Molecular modification of known explosives is considered to be an efficient route to design new energetic materials. A new family of energetic salts based on the 3,5-bis(dinitromethyl)-1,2,4-triazole monoanion and dianion were controllably synthesized by using 1-diamino-2,2-dinitroethene as a precursor.
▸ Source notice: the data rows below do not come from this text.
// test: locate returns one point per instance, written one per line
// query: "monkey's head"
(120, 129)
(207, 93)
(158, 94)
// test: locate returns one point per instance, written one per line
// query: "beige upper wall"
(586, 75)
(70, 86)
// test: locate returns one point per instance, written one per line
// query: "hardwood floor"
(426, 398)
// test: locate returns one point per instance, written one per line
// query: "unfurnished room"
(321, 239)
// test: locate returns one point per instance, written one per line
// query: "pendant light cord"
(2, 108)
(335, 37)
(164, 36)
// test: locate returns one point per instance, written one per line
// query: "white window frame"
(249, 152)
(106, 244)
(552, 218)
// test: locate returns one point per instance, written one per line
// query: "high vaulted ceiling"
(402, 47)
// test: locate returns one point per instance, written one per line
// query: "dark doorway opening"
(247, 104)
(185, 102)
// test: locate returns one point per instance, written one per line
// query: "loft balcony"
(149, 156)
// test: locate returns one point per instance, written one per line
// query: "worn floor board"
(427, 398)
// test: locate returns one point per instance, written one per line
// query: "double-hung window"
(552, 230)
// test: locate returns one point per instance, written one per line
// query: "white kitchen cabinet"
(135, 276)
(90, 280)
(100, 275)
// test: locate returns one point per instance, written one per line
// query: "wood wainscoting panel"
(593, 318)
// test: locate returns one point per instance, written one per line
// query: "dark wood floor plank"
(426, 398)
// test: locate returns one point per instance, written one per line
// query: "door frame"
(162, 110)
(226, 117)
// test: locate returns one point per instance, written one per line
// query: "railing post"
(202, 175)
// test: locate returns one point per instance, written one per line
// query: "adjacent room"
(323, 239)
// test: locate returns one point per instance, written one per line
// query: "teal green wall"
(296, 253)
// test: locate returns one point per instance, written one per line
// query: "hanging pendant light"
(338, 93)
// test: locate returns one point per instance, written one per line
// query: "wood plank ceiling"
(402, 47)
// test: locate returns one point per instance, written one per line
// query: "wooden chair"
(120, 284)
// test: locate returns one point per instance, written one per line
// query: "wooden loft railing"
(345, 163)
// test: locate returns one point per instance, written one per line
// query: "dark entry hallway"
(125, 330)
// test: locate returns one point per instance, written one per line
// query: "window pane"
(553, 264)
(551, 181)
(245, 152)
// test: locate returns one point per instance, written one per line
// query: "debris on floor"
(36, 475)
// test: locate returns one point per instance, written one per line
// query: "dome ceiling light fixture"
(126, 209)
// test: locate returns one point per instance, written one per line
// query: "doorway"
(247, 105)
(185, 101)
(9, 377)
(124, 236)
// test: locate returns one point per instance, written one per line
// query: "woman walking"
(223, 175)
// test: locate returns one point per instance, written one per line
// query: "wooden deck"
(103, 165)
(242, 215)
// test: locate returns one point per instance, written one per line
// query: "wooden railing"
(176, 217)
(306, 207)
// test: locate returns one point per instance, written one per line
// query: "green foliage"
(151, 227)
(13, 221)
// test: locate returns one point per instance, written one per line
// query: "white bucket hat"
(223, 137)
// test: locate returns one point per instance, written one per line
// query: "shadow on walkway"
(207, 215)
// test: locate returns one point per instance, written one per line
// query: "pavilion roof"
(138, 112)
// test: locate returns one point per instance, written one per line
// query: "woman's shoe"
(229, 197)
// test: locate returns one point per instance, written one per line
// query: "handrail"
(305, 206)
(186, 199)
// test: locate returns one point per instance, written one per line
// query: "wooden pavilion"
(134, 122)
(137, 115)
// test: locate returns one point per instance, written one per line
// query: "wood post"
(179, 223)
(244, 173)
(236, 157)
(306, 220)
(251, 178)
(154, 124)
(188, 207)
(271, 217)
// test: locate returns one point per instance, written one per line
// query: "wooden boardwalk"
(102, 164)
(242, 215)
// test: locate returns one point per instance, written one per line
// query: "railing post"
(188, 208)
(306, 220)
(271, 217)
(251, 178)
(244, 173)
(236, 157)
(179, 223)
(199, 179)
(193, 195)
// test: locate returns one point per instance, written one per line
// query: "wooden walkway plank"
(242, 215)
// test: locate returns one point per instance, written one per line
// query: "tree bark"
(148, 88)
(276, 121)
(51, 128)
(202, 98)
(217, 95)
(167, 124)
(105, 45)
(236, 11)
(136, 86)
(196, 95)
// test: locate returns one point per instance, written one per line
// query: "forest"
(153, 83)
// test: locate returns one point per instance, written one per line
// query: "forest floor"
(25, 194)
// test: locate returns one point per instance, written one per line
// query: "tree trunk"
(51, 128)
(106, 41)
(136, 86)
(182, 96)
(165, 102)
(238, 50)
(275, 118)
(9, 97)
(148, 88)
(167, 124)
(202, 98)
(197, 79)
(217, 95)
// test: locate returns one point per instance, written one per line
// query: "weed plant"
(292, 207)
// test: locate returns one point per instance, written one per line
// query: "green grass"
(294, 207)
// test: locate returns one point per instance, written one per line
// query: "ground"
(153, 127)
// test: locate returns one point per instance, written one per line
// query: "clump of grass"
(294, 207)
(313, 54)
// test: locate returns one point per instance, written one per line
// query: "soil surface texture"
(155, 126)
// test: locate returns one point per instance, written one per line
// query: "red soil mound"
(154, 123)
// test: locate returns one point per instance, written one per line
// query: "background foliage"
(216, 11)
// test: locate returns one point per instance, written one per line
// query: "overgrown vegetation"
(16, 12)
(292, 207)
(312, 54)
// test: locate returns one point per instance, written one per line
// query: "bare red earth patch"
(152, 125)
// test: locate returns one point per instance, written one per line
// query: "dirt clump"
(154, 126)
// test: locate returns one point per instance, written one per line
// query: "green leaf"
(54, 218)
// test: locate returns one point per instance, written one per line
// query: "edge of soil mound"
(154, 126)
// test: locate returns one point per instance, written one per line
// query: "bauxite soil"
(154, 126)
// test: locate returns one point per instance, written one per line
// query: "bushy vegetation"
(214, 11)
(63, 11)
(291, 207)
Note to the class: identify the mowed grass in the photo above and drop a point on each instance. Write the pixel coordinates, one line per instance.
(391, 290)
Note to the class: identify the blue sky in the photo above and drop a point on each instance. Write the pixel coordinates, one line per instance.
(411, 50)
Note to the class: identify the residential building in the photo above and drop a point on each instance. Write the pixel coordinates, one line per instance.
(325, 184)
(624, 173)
X-ray structure determination of monohydrazinium 3,5-bis(dinitromethyl)-1,2,4-triazolate (5) and monoammonium (6) and diammonium 3,5-bis(dinitromethyl)-1,2,4-triazolate hydrate (8·H2O) further confirmed the structures of these anions. In addition, as supported by X-ray data, in the monoanion system, the roving proton on the ring nitrogen rather than on the gem-dinitro carbon results in extensive hydrogen-bonding interactions and higher packing coefficients. Interestingly, 5 and 6 possess the highest calculated crystal densities, 1.965 and 1.957 g cm-3 at 150 K, for hydrazinium and ammonium energetic salts, respectively. Energetic evaluation indicates that 5 (detonation velocity vD = 9086 m s-1 detonation pressure P = 38.7 GPa) and 6 (vD, 9271 m s-1 P = 41.0 GPa) exhibit great detonation properties, superior to those of current highly explosive benchmarks, such as 1,3,5-trinitroperhydro-1,3,5-triazine (RDX) and octahydro-1,3,5,7-tetranitro-1,3,5,7-tetrazocine (HMX).
Bibliographical noteFunding Information:
Financial support of the Office of Naval Research (NOOO14-16-1-2089), the Defense Threat Reduction Agency (HDTRA 1-15-1-0028), and CFD Research Corporation are gratefully acknowledged.
© 2016 American Chemical Society.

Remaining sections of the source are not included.